A very recent report from the U.S. Department of Education[1] on Artificial Intelligence lays out some pertinent considerations concerning AIs in instruction. One of the questions is how instructors can and should use AIs to speed up feedback to students, generate practice problems, and help tutor students. In each point of consideration, the report presents a spectrum of possibilities ranging from the instructor doing everything traditionally to the ceding of all decision-making to AIs. The report urges solutions where the educator is kept at the center of design, implementation, and reflection. The report also looks at the possibility of instructors having to spend less time on burdensome activities like reminder emails and announcements so that more time can be freed up and devoted to addressing individual students’ learning misconceptions.

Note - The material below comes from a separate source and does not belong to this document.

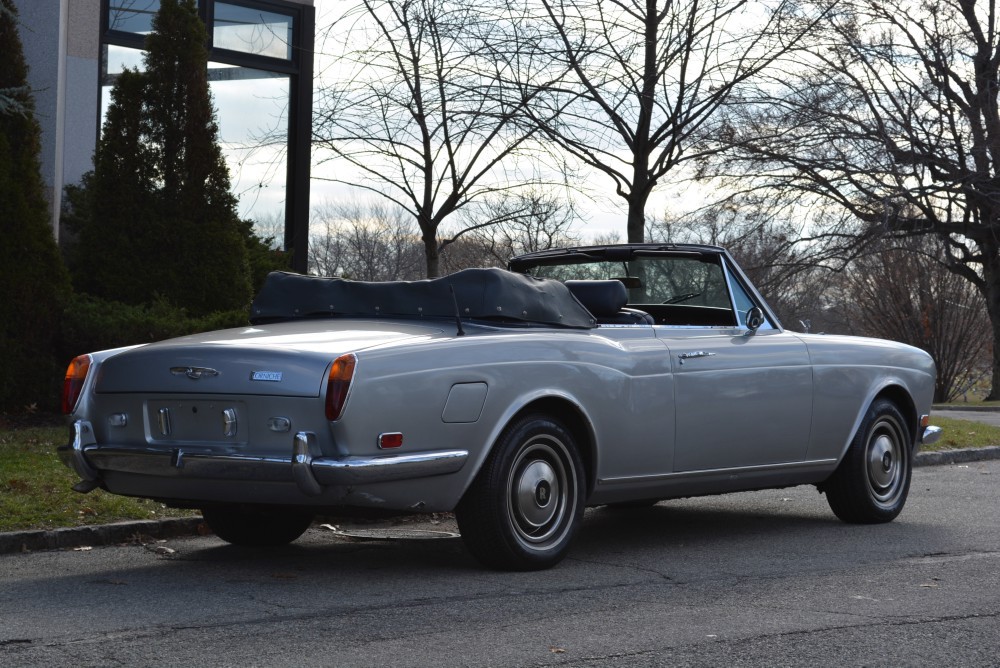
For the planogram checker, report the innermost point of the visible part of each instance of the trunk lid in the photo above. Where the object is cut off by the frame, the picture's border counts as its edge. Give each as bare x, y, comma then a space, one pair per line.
286, 359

We aren’t the first educators to attempt to teach in a more enriching manner. Sometime back around 2009 two Chemistry instructors, one from Brandeis and the other from the University of Michigan[2], both began employing a new teaching practice in their Organic Chemistry classes. Professors Coppola and Pontrello started giving students answer keys to weekly homework and quiz problems. The twist was that for each problem, the instructors provided two answers. In the keys generated by Coppola and Pontrello, one answer was correct and would receive full credit. The other answer was incorrect in some way. Perhaps it did not contain a complete answer, it may have relied on a false premise or misunderstanding of a key concept, but usually, it had elements of responses that students in the past had typically gotten wrong.

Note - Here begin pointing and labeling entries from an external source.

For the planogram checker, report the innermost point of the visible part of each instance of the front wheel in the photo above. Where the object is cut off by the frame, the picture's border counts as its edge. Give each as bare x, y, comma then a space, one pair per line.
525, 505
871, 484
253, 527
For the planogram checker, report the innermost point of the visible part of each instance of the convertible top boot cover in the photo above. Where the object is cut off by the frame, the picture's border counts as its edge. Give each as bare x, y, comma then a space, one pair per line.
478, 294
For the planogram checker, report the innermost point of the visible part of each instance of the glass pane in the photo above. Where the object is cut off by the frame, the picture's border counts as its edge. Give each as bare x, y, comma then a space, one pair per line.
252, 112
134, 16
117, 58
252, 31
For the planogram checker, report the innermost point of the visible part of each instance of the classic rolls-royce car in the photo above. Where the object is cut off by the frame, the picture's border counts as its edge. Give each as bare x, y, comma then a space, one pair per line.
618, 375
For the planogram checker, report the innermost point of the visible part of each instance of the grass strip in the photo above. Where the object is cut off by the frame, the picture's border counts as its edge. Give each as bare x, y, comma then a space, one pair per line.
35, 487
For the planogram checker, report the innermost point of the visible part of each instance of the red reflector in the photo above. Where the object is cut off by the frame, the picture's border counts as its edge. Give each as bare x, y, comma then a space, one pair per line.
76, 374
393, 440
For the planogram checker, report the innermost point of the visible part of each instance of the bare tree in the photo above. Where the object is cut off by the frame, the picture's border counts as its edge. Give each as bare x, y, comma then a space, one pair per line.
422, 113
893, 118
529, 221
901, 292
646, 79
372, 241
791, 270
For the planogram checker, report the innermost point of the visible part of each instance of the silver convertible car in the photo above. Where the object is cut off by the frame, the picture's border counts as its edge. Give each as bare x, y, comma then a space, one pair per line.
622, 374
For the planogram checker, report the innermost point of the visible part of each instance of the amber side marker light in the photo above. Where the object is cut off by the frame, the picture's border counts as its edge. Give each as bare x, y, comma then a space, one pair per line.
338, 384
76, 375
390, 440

These answer keys were then worked into weekly recitations and small group work. The students were asked to explore each response, one potentially correct and the other less than correct. The students in these low stakes, non-graded recitations were provided the opportunity to test ideas, go back to their texts, ask questions and debate. At first, the chemistry students taking these courses were a bit frustrated at not being provided with correct answers, but after a bit, the students realized that having to analyze and discover the correct choice for themselves not only provided them with the right answer but also a deeper understanding of the material, because they knew why the answer was correct.

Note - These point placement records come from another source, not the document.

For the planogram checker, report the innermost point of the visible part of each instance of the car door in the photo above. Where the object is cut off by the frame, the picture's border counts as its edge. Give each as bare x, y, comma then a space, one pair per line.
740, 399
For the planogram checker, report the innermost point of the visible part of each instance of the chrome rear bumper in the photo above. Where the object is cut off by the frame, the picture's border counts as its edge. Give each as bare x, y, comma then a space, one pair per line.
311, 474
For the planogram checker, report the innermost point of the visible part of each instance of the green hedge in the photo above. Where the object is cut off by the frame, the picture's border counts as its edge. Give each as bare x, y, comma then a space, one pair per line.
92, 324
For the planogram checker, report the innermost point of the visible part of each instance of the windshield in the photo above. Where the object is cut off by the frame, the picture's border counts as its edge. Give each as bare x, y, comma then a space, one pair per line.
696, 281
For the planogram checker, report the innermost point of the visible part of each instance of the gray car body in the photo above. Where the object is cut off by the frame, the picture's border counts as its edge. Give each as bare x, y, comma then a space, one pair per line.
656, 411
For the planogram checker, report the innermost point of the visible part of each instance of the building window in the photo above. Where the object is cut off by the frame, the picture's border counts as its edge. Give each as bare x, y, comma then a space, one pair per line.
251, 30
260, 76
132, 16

So, how can we do this in our courses now, with the least amount of effort and the best results? Let’s use ChatGPT. From previous teaching tips[3], we know that we can use ChatGPT to create questions and exercises for students, and we’ve explored examples of purposefully asking the AI to give us partially false answers. You might consider following an approach as outlined below:

  1. Generate your own questions, grab similar questions from texts or open sources and ask ChatGPT to produce variations of complexity and particulars to generate a somewhat large question pool.
  2. Aim at providing two responses, one correct, the other not. Each should provide a result in steps while “showing the work”. Start with your own correct response using material you teach and methods that you approve to develop the correct response. Ask ChatGPT to analyze your correct answer and alter it with common student misconceptions.
  3. Provide students with this combined “key” of correct and incorrect responses.
  4. Develop a module-by-module cycle in the course where you cover these questions and responses and have your students go through discovering which is the correct response. Require students to reflect on why the incorrect responses are not true. Did they leave something out? Did they start with an incomplete or false premise? What is missing?

One of the points that Coppola and Pontrello stress in their article was that the students performed well and best used the provided answer keys in a low stakes setting such as a weekly homework/quiz review. You will know what course of action above will work best depending on your subject matter, the maturity of your students, and what your learning objectives are, but this approach should lead you and your students into the practice of employing more critical thought into the learning process. 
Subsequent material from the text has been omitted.